The real problem is that often the people who write the code often do not work in the real world, and end up making assumptions about the shape of the systems. This means, once you take into account the various networking, commercial support and security restraints placed on real-world systems by people like Government Agencies and the Financial organisations (the people most likely to deploy large scale commercial clusters), very often the management tools, as delivered out of the box are about as useful as a perforated condom.
Even in HPC environments, it is comparatively unusual to have the systems configured exactly as the vendors suggest. I'm currently working with a large Power6 HPC cluster, and the requirements for outward event reporting to an enterprise reporting system that is NOT Tivoli are causing more than a few problems, along with security, access and data control that IBM had no real incentive to architect solutions for.
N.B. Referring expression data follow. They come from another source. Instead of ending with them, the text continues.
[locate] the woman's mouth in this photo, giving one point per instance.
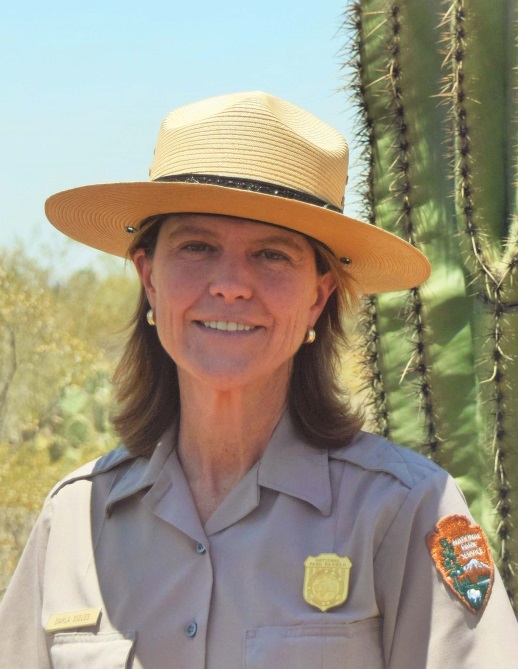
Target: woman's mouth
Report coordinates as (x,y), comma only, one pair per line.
(228,326)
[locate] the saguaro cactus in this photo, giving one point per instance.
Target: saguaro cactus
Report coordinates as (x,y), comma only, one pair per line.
(435,85)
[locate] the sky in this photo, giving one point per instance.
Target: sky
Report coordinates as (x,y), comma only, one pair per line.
(86,85)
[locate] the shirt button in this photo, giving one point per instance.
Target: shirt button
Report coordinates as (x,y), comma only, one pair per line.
(191,630)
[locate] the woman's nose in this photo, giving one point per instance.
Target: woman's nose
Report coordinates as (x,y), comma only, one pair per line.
(231,280)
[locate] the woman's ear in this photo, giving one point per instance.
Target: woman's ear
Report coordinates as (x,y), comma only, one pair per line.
(325,287)
(144,266)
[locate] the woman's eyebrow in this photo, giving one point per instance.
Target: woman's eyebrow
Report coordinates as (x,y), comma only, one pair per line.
(183,229)
(283,240)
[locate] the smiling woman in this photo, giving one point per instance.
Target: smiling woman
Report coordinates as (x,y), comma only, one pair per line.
(248,521)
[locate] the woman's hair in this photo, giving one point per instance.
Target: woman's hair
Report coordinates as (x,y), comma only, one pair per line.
(146,378)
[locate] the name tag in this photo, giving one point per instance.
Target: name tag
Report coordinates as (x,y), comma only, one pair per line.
(73,620)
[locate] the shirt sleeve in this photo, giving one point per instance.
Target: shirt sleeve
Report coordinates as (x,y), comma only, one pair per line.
(24,643)
(425,624)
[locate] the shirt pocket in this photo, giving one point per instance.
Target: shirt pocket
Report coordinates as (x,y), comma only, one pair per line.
(111,650)
(330,646)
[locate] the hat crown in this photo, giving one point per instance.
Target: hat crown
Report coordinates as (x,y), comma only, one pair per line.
(254,136)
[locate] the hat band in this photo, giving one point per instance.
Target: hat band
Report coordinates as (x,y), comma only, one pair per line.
(251,185)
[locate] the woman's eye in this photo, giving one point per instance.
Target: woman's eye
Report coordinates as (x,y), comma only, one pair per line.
(197,247)
(271,254)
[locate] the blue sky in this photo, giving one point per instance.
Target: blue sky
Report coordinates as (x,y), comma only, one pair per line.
(86,85)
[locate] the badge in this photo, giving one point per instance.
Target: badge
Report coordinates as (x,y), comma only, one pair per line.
(326,580)
(73,620)
(462,555)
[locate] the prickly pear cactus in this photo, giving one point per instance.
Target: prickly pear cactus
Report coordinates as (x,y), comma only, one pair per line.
(435,85)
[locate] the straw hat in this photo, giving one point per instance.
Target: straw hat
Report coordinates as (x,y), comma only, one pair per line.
(253,156)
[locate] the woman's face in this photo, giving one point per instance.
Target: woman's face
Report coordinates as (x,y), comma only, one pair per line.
(233,299)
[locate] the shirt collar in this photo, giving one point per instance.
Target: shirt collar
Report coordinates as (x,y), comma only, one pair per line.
(289,465)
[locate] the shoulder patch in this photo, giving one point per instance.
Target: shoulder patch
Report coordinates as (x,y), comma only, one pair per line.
(461,553)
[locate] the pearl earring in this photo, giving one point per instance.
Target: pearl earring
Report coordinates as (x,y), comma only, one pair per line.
(150,317)
(310,337)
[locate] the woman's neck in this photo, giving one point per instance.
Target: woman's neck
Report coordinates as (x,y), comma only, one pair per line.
(222,435)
As a result, it is necessary to dig under the glossy covers of the management and deployment tools using whatever can be found to implement what is needed.
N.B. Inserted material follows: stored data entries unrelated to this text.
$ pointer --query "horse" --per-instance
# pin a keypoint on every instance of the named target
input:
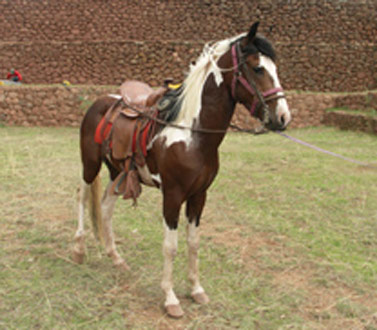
(182, 157)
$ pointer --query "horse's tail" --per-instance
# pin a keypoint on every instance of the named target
(95, 207)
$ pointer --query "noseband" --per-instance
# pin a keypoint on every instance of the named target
(260, 99)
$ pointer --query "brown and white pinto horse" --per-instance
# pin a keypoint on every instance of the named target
(184, 162)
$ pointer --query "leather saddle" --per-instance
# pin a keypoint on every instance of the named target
(130, 133)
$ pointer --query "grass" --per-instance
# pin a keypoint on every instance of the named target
(289, 239)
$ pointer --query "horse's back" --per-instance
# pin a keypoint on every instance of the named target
(96, 111)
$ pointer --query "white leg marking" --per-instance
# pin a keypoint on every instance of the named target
(79, 247)
(193, 248)
(115, 96)
(169, 250)
(83, 197)
(107, 208)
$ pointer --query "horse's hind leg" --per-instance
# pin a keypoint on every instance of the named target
(193, 212)
(79, 248)
(172, 204)
(107, 206)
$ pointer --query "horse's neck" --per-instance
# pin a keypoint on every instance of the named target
(216, 112)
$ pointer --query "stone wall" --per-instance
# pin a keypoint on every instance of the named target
(57, 105)
(323, 45)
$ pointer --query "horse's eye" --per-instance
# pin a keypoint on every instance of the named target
(258, 69)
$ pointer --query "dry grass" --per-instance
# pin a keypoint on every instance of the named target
(289, 240)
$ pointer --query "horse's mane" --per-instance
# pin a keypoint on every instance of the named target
(189, 103)
(263, 46)
(190, 99)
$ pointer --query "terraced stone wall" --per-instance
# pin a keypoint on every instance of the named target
(322, 45)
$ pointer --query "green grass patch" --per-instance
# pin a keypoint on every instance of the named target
(366, 112)
(289, 239)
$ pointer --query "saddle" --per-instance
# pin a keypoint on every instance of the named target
(125, 133)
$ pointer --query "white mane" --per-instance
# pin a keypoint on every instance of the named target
(193, 87)
(196, 78)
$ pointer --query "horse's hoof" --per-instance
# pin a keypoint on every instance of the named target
(78, 257)
(174, 311)
(200, 298)
(122, 266)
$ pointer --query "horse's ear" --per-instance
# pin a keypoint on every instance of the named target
(253, 31)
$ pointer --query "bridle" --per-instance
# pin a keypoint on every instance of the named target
(260, 99)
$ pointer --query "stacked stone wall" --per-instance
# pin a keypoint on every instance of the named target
(322, 45)
(65, 106)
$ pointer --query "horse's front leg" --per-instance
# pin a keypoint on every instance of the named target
(107, 208)
(79, 248)
(172, 205)
(194, 210)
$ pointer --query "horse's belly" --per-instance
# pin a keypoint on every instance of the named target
(152, 180)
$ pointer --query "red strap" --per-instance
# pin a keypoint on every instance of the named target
(144, 138)
(98, 138)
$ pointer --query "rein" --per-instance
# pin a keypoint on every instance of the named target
(258, 131)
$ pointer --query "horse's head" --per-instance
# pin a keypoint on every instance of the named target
(255, 82)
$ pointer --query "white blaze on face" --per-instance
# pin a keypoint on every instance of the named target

All I can hope for is the fact that xCat2 has come out of Alphaworks means that real system admins have had input to the requirements and may have spotted any potential problems, but I wonder how many 200 Power node clusters have been deployed anywhere.
I'm still not very happy about having to learn another clustering tool, though, and I've still got IBM Director to contend with in the future for non-HPC clusters.
Guess CSM customers will have to migrate
On one hand, I feel sorry for all the IBM CSM customers who now have to migrate to a new software stack, on the other hand, IBM is really doing them a favor because there are so many better software choices out there, Sun's own HPC software stack, www.sun.com/software/products/hpcsoftware/ or
Unicluster from Univa UD being two good options.
Quote, "It is a mistake to assume that xCat is built from the ground up."
xCAT 2 was/is built from the ground up. In 2007 the xCAT 1 and CSM teams merged. We defined a new framework based on our combined experience and then set forth to build it. xCAT 2 is the best of both worlds (CSM and xCAT 1), and is all new code.
Quote, "It still uses underlying components that are currently used by CSM, including NIM (NIMoL for Linux) for system image deployment and RSCT for monitoring..."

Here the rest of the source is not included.